FAMILY TIES: Carol Burnett and her daughter, actress Carrie Hamilton, will collaborate on a book describing Carrie’s battle with and eventual triumph over drug addiction. “ ‘Under One Roof,’ ” Burnett said of the book to be published by Random House in 1989, “will be about the communication a mother and daughter go through. My dream is that this will be a book about hope, and it will definitely be a book about love.”

BRIDE OF ‘IDOLS’: Fresh from the second printing (by Oxford University Press) of his “Idols of Perversity,” UC San Diego professor Bram Dijkstra is “fantasizing about the 20th-Century versions of ‘feminine evil’ ” as he pens “Vamps, Virgins and Material Girls” for Knopf.

COVER STORY: Billed as “modern museumpieces of literature,” a new series of reissues of “classic” Grove Press titles will be graced with jacket art by such leading 20th-Century artists as Wassily Kandinsky, Jackson Pollock and Carl Apfelschnitt.

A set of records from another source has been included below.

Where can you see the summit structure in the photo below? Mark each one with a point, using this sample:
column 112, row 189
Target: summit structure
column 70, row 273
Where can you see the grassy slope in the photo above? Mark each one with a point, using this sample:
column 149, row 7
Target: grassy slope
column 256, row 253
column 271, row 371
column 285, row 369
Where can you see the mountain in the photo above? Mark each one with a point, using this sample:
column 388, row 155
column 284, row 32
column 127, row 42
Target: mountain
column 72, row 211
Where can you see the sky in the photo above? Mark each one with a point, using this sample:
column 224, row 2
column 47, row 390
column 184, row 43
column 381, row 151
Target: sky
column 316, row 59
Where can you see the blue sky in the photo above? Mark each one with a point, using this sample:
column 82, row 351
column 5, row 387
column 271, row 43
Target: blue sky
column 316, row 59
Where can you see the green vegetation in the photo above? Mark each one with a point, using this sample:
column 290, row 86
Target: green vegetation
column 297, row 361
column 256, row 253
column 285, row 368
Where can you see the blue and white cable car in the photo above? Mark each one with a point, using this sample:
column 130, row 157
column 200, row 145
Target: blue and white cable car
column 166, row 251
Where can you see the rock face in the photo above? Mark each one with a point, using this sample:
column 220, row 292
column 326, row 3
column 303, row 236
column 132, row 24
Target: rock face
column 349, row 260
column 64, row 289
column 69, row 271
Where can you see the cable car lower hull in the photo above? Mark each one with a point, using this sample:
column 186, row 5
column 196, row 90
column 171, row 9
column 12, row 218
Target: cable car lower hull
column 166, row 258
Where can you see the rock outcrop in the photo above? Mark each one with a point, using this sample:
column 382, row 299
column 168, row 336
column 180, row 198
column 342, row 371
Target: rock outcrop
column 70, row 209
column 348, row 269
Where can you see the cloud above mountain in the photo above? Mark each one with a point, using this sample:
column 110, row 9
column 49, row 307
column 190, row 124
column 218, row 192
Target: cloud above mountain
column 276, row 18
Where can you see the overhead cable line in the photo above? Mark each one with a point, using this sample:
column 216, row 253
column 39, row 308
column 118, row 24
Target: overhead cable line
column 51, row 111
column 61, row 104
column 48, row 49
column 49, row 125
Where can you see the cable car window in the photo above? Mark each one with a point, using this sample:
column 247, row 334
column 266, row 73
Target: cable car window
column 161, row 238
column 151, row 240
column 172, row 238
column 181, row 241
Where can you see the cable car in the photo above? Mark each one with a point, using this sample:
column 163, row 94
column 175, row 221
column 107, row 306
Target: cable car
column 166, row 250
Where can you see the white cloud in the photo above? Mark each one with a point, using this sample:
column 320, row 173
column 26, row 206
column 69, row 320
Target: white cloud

Explained Grove Press’ Ira Silverberg, “Thus we have contemporary classics to work with our contemporary classics.” Grove launched the aesthetically approved cover art with about 12 titles in its last catalogue, and will follow with an additional dozen in the fall.

THE COSBY CONNECTION: Banking heavily on the success of “Fatherhood,” the Bill Cosby book released one year ago, with 2.6 million copies currently in print, Doubleday will issue a record 1.75 million first-run copies of Cosby’s next book, “Time Flies.” The $14.95 hardcover is due out in September, a month after Doubleday publishes 150,000 first-run copies of columnist William Safire’s 1,100-page fictional tome, “Freedom.”